Facts proved that obeying traffic laws keeps the promise to promote the safety of self-driving vehicles. Current self-driving vehicles usually have fixed algorithms during autonomous driving, however the traffic laws may differ or change in different regions or times, e.g., tidal lanes. It raises a crucial requirement to make self-driving vehicles adapt to the newly received traffic laws. The challenges are that traffic laws are usually semantic and manually designed, but the original algorithms may not always contain the pre-designed interface to adapt to emerging laws. To this end, this work proposes a traffic law adaptive decision-making platform, which uses the linear temporal logic (LTL) formula to consistently describe the semantic traffic laws.

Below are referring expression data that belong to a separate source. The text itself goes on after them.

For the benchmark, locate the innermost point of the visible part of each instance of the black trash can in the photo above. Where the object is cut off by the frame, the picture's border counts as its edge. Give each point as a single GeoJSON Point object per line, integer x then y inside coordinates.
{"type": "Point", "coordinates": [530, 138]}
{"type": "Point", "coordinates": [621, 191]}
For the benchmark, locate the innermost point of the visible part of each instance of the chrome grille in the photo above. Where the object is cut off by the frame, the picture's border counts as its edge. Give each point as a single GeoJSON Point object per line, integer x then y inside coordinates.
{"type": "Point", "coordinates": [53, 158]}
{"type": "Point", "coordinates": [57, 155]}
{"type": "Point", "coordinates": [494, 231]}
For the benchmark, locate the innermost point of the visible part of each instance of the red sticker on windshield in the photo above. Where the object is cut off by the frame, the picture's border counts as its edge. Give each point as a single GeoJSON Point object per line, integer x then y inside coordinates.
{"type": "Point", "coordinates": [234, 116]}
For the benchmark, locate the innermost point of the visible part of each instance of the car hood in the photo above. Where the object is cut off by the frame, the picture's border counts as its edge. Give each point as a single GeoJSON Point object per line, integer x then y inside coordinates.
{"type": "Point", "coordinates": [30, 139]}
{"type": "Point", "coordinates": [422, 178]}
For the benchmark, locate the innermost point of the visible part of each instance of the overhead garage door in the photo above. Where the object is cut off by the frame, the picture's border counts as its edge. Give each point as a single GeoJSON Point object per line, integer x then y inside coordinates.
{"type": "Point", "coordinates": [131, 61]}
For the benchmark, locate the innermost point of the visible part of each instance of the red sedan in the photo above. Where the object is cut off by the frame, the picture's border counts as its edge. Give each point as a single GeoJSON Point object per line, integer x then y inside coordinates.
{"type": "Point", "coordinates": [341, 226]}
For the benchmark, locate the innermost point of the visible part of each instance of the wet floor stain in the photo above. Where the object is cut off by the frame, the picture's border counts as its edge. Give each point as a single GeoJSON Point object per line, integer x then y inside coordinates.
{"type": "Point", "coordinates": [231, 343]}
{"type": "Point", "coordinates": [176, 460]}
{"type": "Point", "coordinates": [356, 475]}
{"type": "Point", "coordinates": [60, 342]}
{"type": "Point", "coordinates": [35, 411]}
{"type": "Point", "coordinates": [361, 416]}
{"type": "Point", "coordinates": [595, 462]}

Then, an LTL-based reinforcement learning framework is designed to estimate the probability of illegal behavior under different traffic laws. Finally, a law-specific backup policy is designed to maintain the performance threshold by monitoring the probability of illegal behavior. This work takes three typical scenarios where the traffic laws differ for instance to prove the effectiveness of the proposed approach, i.e., law amendment presented by the government, law difference between different regions, and temporary traffic control. The results show that the proposed method can help the original decision-making algorithms adapt to the traffic laws well without pre-defined interfaces. This method provides a way to administer on-road driving self-driving vehicles.